Yesterday afternoon and then later at night, I started working on my upcoming pitch to an agent next weekend. One of the RWA chapters I belong to has invited two agents to come in and speak and then allowed their members to sign up for individual appointments. Great opportunity, right?

Well I’m having some trouble. It wasn’t until I’d turned the computer off last night that I realized that what I’d been working on was more suited to a back-of-the-book blurb. And while that’s great, it’s not really what I need. I need something that’s going to cover maybe 3-4 minutes of the 6-7 we have with the agent. I figure I need to leave some time for introductions, pleasantries, and questions.

Some advice I was given (which I thought seemed reasonable) was: write up one index card for ‘her’, one for ‘him’, and one for the situation. Trouble is, the book is more of a chick-lit style coming of age sort of story, so ‘he’ doesn’t factor in nearly as much as ‘she’ does.

Plus, I’m writing the back of the book blurb to flow well–I’m using long sentences, clauses, etc. But I don’t talk like that, and I don’t want to read the cards, so I’m sort of starting from scratch today.

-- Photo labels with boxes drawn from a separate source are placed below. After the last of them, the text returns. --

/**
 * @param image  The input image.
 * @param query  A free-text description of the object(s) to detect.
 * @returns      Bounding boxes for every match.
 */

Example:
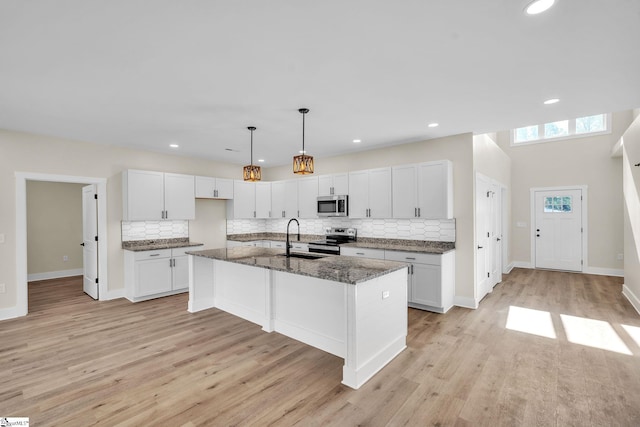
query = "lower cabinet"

Anybody done this before? Any thoughts, advice? It would be GREATLY appreciated.

Posted in Uncategorized on 02/02/2007 05:09 pm


  1. Catherine Avril Morris

    I’ve done 4 or 5 pitch sessions, and in each one, I found that all I really needed was to know my story well enough to be able to answer questions about it. Remember, agents are generally social people by nature; that’s a big, huge part of their job. So they’ll be looking at you with interest, asking you questions, stopping you when what you’re saying doesn’t make sense or sound plausible to them. Also, I’ve found that as long as you’ve done your homework and you’re pitching something to them that they might possibly represent, they almost always ask for at least a partial, as a courtesy. All of this is basically to say, don’t stress out about it! It’s going to go great. Just remember, they’re just a person like you. :) Best of luck to you.

  2. Amanda Brice

    Are you a member of Romance Divas? Because Diana Peterfreund did a brilliant workshop on writing pitches. If you’re not yet a Diva, go register on the site. The workshop is probably still in the archives on the forum, or maybe under “Author of the Month.”

    Really though, I think the book cover blurb is best. It gets it all across concisely and quickly and then gives them the opportunity to ask you questions. I think it’s best to talk off the cuff. If you memorize something, generally it sounds like you memorized it, and that’s boring.

    Good luck! You’ll do great!

  3. No advice to give, but good luck with the pitching session :)

  4. Kari Lee Townsend

    I totally agree with Amanda. I’ve done both types of pitches and the easiest one by far is the book cover type. Just give them the TV guide gist and let them ask questions. It’s much easier to answer questions than it is to try to memorize a pitch. Good luck.

  5. Pretend your friend has just asked you what it’s about, and you’re giving her the Reader’s Digest version. They’ll ask a lot of questions … you really only need to talk for a minute or two. Good luck!

  6. Good luck sweetie I know you will do great!

  7. Alyssa Goodnight

    Thank you all SO much for your advice and good wishes! I’m going to try to stay relaxed and conversational instead of reading or memorizing. We’ll see…

  8. Alyssa, I’d go with the book cover blurb. I’ve gone in with cards and I’ve gone without – both work. You know what’s best for you!

    Lots of luck!!!!

  9. alisonwonderland

    wow! this is completely out of my area of expertise!

    but i think you’ll do great! it looks like you’ve gotten some good advice here – and you’ve definitely got some good support! good luck with it!